With the increased attention being paid to the #MeToo movement and the existence of federal law that provides capped remedies and permits mandatory arbitration of sexual harassment claims,, states and cities are enacting legislation to create greater legal rights for sexual harassment claimants  For example, New York recently enacted legislation that, among other things, prohibits enforcement of pre-dispute agreements mandating arbitration of sexual harassment claims.  In the wake of recent U.S. Supreme Court decision in Epic Systems Corp. v. Lewis, one might wonder: Is the prohibition of voluntary arbitration agreements preempted by the Federal Arbitration Act?
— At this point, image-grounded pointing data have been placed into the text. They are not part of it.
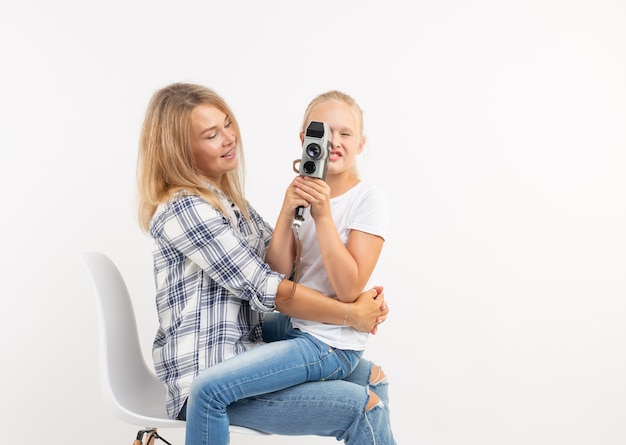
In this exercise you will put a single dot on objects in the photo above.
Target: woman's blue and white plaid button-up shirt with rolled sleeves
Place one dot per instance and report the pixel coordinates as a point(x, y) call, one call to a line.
point(211, 286)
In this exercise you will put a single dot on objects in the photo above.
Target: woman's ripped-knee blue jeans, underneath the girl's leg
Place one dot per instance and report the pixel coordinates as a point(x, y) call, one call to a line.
point(335, 408)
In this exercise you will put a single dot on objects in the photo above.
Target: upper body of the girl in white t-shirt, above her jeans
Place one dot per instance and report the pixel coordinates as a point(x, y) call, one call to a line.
point(344, 227)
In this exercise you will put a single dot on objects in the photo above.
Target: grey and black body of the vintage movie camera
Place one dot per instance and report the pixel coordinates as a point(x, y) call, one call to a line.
point(316, 150)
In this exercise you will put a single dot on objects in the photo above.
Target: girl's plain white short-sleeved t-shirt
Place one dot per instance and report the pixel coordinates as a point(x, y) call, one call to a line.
point(365, 208)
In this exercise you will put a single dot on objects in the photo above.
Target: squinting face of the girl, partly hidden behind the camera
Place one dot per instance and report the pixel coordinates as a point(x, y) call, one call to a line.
point(347, 141)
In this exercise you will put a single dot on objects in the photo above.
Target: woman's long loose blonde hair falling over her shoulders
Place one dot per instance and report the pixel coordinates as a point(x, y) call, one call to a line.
point(166, 164)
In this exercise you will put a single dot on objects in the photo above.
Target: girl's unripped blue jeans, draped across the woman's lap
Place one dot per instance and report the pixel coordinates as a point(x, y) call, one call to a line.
point(261, 370)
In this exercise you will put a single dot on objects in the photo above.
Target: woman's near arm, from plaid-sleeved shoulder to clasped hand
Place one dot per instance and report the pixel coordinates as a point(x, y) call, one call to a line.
point(249, 277)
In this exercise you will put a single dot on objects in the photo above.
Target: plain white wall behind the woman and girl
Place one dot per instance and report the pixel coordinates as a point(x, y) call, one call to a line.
point(497, 128)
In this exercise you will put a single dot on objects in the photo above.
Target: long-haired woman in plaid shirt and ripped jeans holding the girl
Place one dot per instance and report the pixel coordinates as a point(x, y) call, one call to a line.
point(212, 283)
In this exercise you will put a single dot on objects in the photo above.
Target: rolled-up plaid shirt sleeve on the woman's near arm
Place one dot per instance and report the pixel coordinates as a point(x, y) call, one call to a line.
point(201, 233)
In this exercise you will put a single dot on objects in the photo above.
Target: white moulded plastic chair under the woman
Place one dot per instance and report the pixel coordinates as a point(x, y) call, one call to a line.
point(131, 390)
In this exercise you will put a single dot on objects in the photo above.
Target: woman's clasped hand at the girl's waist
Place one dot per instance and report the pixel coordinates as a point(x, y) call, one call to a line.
point(368, 310)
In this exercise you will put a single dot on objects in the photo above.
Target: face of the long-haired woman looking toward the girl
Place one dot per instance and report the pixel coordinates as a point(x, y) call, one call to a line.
point(214, 142)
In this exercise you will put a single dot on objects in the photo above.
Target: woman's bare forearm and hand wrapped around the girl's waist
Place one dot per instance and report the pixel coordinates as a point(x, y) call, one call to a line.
point(364, 314)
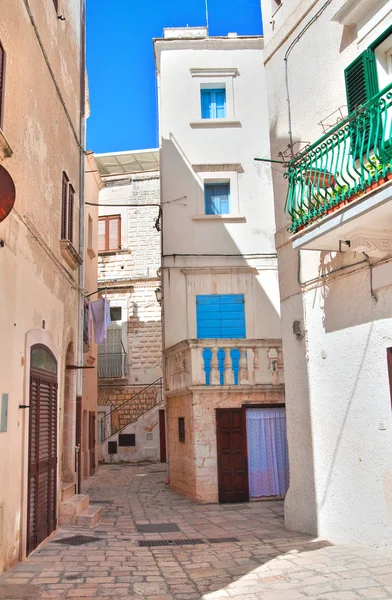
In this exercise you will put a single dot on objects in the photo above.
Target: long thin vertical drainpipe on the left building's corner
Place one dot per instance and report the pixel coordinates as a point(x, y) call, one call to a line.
point(82, 144)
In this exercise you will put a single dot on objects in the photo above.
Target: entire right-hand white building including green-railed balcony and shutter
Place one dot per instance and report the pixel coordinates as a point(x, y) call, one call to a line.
point(335, 267)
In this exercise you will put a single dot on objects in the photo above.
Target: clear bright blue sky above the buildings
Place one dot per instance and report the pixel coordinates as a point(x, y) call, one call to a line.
point(120, 61)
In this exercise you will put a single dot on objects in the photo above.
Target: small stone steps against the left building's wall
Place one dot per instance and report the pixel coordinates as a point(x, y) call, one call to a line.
point(75, 509)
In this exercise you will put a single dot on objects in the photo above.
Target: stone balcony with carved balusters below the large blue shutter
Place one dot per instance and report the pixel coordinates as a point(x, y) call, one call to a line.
point(224, 364)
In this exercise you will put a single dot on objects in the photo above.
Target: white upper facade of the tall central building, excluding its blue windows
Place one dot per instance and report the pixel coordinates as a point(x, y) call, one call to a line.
point(215, 248)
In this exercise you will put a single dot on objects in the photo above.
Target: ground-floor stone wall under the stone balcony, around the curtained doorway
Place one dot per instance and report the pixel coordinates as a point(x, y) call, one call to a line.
point(193, 463)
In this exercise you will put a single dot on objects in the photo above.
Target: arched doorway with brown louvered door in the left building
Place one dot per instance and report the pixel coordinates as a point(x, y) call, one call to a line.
point(42, 462)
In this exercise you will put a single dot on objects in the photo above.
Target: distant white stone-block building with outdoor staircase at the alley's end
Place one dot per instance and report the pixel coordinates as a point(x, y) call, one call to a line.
point(130, 409)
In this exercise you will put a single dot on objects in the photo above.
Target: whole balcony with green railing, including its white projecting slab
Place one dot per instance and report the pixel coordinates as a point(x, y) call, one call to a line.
point(339, 187)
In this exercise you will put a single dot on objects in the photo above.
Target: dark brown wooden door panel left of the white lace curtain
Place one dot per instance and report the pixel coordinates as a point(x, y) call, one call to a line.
point(232, 455)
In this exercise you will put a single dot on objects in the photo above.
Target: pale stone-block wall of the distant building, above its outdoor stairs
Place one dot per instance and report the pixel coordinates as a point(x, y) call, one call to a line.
point(131, 274)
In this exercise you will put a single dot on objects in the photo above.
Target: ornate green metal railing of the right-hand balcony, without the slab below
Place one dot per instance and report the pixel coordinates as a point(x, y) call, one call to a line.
point(349, 160)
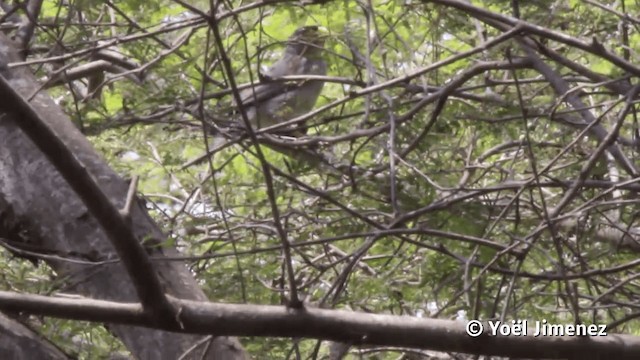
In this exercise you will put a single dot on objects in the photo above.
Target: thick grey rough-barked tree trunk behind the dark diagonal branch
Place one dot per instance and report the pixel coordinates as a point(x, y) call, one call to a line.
point(41, 209)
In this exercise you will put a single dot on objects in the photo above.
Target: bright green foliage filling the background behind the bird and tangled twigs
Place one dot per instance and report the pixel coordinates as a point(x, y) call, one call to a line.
point(452, 173)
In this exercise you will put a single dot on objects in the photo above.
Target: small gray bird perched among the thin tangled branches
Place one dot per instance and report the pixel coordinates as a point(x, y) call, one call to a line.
point(273, 102)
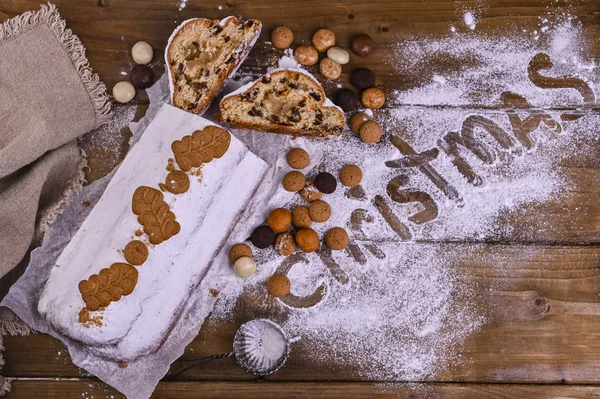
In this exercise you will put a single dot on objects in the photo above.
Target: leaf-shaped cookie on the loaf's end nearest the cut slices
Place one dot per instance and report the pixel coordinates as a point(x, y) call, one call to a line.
point(201, 147)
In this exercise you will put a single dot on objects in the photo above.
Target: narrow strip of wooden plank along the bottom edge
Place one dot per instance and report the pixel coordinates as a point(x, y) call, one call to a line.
point(331, 390)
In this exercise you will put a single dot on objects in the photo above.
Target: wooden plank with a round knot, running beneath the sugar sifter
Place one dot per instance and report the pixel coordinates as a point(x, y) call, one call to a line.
point(541, 304)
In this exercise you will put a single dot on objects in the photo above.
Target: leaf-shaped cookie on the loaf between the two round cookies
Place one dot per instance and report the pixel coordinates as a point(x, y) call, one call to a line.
point(154, 214)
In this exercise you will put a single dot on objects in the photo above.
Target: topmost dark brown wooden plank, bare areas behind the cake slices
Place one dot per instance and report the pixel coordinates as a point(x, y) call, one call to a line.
point(109, 28)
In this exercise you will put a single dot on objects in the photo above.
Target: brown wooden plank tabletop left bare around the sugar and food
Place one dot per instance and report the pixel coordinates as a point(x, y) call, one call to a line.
point(542, 337)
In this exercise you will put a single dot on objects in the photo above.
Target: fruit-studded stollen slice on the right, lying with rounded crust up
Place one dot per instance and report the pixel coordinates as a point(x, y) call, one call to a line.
point(285, 101)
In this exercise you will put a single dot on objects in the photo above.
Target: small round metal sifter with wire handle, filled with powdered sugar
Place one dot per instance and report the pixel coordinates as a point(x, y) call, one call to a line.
point(260, 347)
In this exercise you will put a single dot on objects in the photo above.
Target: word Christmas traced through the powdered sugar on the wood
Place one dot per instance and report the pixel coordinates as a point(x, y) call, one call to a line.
point(524, 120)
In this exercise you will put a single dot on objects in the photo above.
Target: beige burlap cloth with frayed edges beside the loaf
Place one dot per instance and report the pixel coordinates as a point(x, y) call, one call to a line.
point(49, 96)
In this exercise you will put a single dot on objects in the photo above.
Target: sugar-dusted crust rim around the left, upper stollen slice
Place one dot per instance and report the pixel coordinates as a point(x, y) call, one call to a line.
point(223, 75)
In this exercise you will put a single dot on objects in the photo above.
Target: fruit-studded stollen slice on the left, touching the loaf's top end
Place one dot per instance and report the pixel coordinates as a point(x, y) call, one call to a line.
point(202, 54)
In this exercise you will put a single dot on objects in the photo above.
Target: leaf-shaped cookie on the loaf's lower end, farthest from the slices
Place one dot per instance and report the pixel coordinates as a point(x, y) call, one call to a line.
point(109, 285)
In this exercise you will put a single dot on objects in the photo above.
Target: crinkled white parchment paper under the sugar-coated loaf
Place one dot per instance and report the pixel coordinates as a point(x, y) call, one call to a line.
point(139, 379)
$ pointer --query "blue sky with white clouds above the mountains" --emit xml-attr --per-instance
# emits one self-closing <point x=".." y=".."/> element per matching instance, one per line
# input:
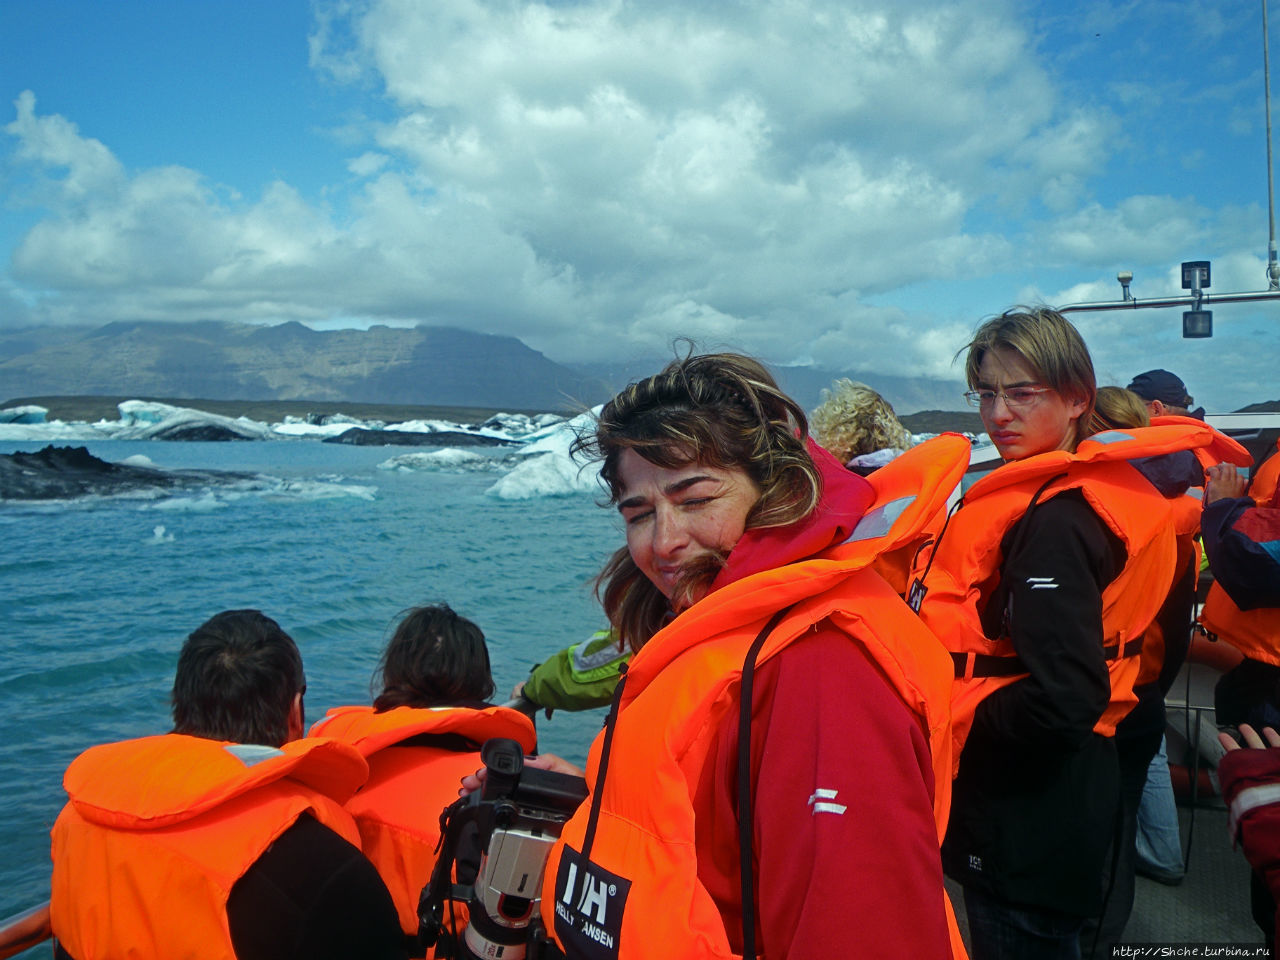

In Epic, the Court reiterated that the Federal Arbitration Act (“FAA”) was enacted in response to the reluctance of some courts to enforce pre-dispute arbitration agreements. In its ruling, the U.S. Supreme Court reiterated that it is recognized law that courts must “rigorously [] enforce arbitration agreements according to their terms, including terms that specify with whom the parties choose to arbitrate their disputes and the rules under which that arbitration will be conducted.”  With this in mind, it is unclear whether state legislation, such as the one passed in New York prohibiting arbitration agreements, would be preempted by the FAA.  In other words, it is possible that the federal FAA and long standing court precedent favoring arbitration might override state law attempts to bar parties from agreeing to arbitrate.

We expect that there will be litigation challenging the New York law (and legislation in other states), which will focus on the pre-emption issue, i.e., can a nonfederal law override the FAA? For that reason, we suggest that employers consider back-up contractual jury trials waivers (covenants that are dependent upon state law and state court rulings).